2018-04-18 04:25:51 | Speak, Gyoza

 前回の記事でも書いたように、愚息は幼稚園を卒園し、4月から晴れて小学1年生となった。彼の入学式があった4日後、慌ただしくも、今度は長女りつの入園式を迎えた。長男が3年間通ったのと同じ幼稚園で、同じく今年から年少・年中・年長と3年間通うことになる。兄妹で6年間同じ幼稚園にお世話になるというわけだ。
 残念なことに、僕は仕事があったので彼女の入園式には臨席できなかったのだが、4月生まれで発育もよい彼女の、すでに着こなしつつある制服姿が映った入園式の写真を家内に見せてもらった。

 入園式の1週間ぐらい前だっただろうか、家内からこんな話を聞いた。
 何かの折に彼女が長女に、幼稚園は楽しみ?といったようなことを訊くと、りつは

「りっちゃん、まだ幼稚園生にはなりたくない。赤ちゃんのままでいたいから」

と答えたそうだ。

 それを聞いて、僕は彼女の気持ちがよくわかるような気がした。
 若い頃、僕はしばしば外国へ一人旅に出たのだが、出国の日が近づくにつれて、期待というより不安ばかりが募ってくるのを身にしみて感じていた。旅の計画を立てている間はあんなにも期待に胸を膨らませていたのに、いざその本当の瞬間が間近に迫ってくると、言いようもないほどに気が重くなってくる自分がいつもそこにいた。何故、この快適な環境を離れ、言葉も通じずどんな危険や面倒が待っているのかもわからない初めての土地に、まさに手探りの試行錯誤を繰り返さざるを得ず、うまくいかなければ、その度に挫折や失望に苛まれる新しい地平を目指すのか、と。
 長女も、程度の差こそあれ、同質の不安を予感していたのではないか。安全な我が家にいれば、何の苦労もなく快適だ。好きなおやつだってタブレットだって何でもある。しかし、幼稚園では、部分的にせよ、そうした馴染み深い環境を剥ぎ取られてしまうのである。
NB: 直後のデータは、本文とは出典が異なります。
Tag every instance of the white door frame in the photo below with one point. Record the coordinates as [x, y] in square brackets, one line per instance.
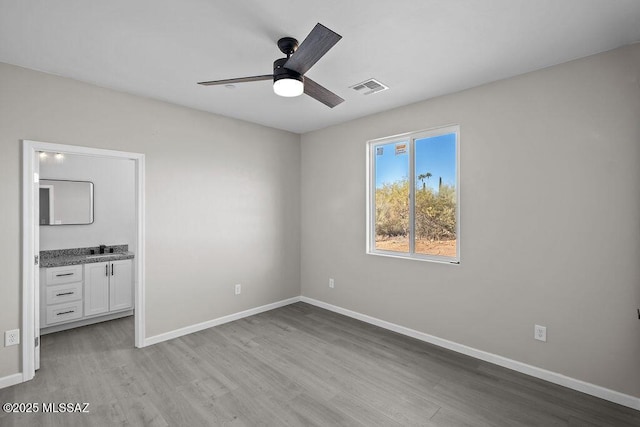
[31, 149]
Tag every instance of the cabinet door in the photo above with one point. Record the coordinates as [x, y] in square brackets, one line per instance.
[121, 287]
[96, 288]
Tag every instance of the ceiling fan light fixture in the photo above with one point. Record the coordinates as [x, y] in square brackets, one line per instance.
[289, 86]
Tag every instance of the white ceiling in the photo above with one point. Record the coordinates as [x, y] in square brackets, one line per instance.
[420, 48]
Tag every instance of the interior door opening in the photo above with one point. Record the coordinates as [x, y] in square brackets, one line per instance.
[61, 304]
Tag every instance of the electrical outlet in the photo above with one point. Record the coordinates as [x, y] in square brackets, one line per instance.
[12, 337]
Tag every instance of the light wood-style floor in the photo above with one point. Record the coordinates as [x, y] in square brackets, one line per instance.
[298, 365]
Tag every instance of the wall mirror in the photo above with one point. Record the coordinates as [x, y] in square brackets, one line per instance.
[66, 202]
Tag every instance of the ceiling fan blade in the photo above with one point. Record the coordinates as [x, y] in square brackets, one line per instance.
[321, 93]
[238, 80]
[317, 43]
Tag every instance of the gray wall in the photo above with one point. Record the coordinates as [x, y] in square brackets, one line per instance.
[222, 199]
[550, 229]
[114, 202]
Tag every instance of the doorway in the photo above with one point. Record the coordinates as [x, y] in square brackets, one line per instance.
[30, 243]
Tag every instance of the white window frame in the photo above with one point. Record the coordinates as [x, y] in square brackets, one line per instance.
[410, 137]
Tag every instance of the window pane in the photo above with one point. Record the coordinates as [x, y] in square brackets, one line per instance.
[392, 196]
[435, 207]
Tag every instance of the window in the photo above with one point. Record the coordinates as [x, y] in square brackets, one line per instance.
[413, 195]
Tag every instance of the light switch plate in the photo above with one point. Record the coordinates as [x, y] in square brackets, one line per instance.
[12, 337]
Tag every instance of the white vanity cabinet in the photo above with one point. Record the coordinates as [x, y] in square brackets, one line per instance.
[81, 294]
[108, 287]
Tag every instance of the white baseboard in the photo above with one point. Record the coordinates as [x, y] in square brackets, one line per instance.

 キルケゴールは『死に至る病』の中でこう書いている。

世間の眼から見ると冒険は危険である。なぜであるか?冒険には失敗の可能性がつきまとうから。冒険しないこと、それが賢明である!しかも我々は冒険さえすれば容易に失うことのないもの(よしほかにいかに多くのものを失おうとも)をかえって冒険をしないために怖ろしいほどやすやすと失うことがありうるのである、—すなわち自分自身を。(キェルケゴール著『死に至る病』斎藤伸治訳・岩波文庫)

 そしてその数行後で、

最高の意味での冒険とは自己自身を凝視することにほかならない

と述べている。

 齢4歳を迎えたばかりの長女りつもいつか思い知るときがくるのだろうか。
 個人的であろうとする人間はみな宇宙の旅人であり、希望と挫折、再起と達成、そしてそれに伴う不安や恐怖と喜びや満足のうちに人間の成長と幸福があるのだということを。